January's jumping is about the 400m hurdle race ahead. The flat race in between is, for me, the day to day running of the household; the completion of several hundred words each working day without getting too hung up about their quality; keeping cool when another boy-racer tries to overtake on a single track lane; not minding when it rains for the 295th day in a row; burying another family pet; doing battle with mechanical gadgets that go wrong, all the usual. Some hurdles are known, such as exams for offspring one and two, galvanising numbers two to four into some kind of action before their father returns from work and finds them slumped in front of the great god that is the TV screen, meeting self-appointed deadlines for this never-to-be-finished novel and getting the eldest off to university in the autumn, (dependent of course on how well her hurdles are met).

There will be other curve-balls.
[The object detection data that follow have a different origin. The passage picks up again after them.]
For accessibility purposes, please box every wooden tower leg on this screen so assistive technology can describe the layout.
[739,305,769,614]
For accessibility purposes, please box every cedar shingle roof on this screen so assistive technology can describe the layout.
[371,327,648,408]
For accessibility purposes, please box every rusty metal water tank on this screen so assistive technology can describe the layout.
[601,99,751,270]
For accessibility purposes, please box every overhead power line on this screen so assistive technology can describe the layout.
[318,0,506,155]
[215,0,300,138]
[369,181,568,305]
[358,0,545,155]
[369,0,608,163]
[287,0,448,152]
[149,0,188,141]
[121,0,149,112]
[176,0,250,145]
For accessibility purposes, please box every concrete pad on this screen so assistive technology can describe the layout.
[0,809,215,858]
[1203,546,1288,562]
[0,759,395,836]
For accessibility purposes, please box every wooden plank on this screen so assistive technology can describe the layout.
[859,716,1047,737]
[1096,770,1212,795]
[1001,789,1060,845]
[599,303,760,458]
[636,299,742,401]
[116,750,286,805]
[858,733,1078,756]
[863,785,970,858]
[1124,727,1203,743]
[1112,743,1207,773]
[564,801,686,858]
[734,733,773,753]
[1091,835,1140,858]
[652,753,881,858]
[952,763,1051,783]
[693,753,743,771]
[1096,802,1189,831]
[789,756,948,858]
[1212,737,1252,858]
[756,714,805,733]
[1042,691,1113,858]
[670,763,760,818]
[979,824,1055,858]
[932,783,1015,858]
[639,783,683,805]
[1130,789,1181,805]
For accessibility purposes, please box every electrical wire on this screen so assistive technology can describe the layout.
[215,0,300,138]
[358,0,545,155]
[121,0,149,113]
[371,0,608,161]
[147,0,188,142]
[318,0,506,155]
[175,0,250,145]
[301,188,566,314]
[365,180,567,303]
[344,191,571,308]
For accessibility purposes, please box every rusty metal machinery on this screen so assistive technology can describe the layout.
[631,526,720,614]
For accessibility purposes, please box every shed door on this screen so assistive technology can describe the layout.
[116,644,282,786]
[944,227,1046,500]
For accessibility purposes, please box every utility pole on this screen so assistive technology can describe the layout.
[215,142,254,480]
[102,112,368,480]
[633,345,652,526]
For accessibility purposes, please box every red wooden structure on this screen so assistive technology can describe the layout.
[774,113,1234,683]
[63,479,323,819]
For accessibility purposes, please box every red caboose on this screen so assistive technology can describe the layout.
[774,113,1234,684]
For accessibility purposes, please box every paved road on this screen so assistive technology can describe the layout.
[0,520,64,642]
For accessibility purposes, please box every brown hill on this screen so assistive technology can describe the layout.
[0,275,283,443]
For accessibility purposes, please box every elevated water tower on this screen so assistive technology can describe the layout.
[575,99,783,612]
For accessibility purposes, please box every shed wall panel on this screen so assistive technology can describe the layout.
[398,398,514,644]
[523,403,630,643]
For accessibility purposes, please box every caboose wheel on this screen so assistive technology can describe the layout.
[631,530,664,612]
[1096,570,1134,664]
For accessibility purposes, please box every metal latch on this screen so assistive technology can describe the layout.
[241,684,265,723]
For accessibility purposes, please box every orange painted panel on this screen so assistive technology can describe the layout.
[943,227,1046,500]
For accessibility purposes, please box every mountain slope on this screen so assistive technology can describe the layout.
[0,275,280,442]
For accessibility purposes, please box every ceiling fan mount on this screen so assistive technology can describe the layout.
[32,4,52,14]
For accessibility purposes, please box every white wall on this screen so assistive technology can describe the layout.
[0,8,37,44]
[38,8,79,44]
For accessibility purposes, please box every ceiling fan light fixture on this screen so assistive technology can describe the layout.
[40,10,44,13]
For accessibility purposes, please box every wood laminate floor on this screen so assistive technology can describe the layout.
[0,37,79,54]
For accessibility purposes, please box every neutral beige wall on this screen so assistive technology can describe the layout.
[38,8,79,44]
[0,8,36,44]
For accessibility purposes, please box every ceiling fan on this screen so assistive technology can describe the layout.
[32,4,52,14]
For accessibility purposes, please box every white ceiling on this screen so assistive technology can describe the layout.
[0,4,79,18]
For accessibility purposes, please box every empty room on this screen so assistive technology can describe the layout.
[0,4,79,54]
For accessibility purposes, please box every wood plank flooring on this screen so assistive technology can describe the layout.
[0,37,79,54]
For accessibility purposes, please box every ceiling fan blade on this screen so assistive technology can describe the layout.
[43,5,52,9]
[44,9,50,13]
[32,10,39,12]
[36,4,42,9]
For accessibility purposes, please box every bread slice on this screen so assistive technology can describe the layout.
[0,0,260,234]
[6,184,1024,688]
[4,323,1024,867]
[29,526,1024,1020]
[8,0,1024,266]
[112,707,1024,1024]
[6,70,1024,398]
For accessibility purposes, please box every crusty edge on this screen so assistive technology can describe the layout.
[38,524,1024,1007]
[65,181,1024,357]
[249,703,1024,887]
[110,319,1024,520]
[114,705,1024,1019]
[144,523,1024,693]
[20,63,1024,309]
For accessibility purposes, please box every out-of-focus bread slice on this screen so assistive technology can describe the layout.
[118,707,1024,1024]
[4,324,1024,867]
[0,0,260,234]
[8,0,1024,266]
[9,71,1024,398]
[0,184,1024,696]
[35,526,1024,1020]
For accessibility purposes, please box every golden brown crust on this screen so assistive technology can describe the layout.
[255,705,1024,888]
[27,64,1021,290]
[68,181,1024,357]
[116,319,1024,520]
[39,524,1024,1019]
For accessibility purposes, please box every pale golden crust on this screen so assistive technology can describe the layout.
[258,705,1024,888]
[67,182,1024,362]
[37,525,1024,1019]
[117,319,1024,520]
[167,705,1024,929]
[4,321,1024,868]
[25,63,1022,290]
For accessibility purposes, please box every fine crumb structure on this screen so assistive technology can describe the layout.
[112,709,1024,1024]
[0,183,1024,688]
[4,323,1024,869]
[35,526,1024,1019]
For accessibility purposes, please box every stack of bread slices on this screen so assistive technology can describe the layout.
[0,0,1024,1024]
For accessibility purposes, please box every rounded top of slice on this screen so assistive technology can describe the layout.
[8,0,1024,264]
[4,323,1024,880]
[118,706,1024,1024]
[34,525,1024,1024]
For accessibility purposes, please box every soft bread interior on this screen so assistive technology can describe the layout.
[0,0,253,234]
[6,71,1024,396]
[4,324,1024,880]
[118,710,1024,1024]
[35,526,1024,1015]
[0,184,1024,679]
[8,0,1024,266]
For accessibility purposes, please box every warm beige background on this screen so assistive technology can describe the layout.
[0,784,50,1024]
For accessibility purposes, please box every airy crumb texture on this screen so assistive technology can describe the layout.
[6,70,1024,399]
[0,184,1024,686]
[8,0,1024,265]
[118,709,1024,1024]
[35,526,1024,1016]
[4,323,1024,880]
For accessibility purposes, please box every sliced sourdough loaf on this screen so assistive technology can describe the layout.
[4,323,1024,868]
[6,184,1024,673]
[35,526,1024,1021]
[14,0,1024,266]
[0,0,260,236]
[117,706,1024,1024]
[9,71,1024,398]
The oil is bound to run out the evening before a big freeze, which will coincide with the chimney needing to be swept and the gas bottles for the cooker draining miraculously. A car will die, it's a cyclical thing and I feel sure we're due to complete one such cycle soon. If this record rain continues, we'll have to invest in a boat overnight and none of us sails. The workplace is a treacherous one, planned careers can come unstuck overnight; and no one wants to take on an unheard of wannabe author!

The energy to run the race is provided by the thought of holidays planned, of snow forecast, of the hope for cessation of interminable rain, the prospect of that long talked about BBQ summer, the joy taken in the health and happiness of the family and meeting with friends old and new; and the sure knowledge that however much we think we can see the year in terms of 100m sprints and bends, our legs will be burning at the end of the 400m as though we've run a series of marathons.